$2.2 bn Government Aid to Save Thai Airways From Bankruptcy

Thai Airways B777 approaching to land.
Tomo 121, CC BY-SA 3.0, via Wikimedia Commons

LONDON – Thai Airways (THAI) passenger numbers have risen to more than 13,000 passengers a day in recent months, from a modest 2,000 a day at the start of the year, as the airline focuses its passenger flight services on the access to Thailand for travellers from Europe.

This includes direct flights serving Copenhagen, Oslo, Stockholm, London, Paris and other European destinations. Additionally, the company recently opened flights to and from Singapore and Malaysia.

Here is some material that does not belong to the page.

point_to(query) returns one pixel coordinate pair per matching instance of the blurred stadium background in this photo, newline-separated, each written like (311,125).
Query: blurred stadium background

The national airline also works with partner airlines on its flights to Dubai. Domestically, its subsidiary, Thai Smile, operates and expands its domestic flight schedule, including connections from Suvarnabhumi Airport to Roi-Et and Trang, with regular flights from Don Mueang Airport to Chiang Mai.

The airline has proven to be of strategic importance to the Asian kingdom this year, as other international carriers have been slow to resume their full range of services to Bangkok’s Suvarnabhumi Airport and other Thai international airports due to resource constraints.

The recovery in demand for international air travel has been surprisingly strong, leaving airlines struggling to find airport-based staff.

The Thai Airways Association has seven member airlines: Bangkok Airways, Thai AirAsia, Thai AirAsia X, Thai Smile Airways, Nok Air, Thai Lion Air and Thai Vietjet.

Government backing for Thai Airways


Meanwhile, Thai Airways International will receive major financial backing from the government for its 80 billion baht ($2.2 billion) capital raise and debt-for-equity swap plan to save the carrier from bankruptcy.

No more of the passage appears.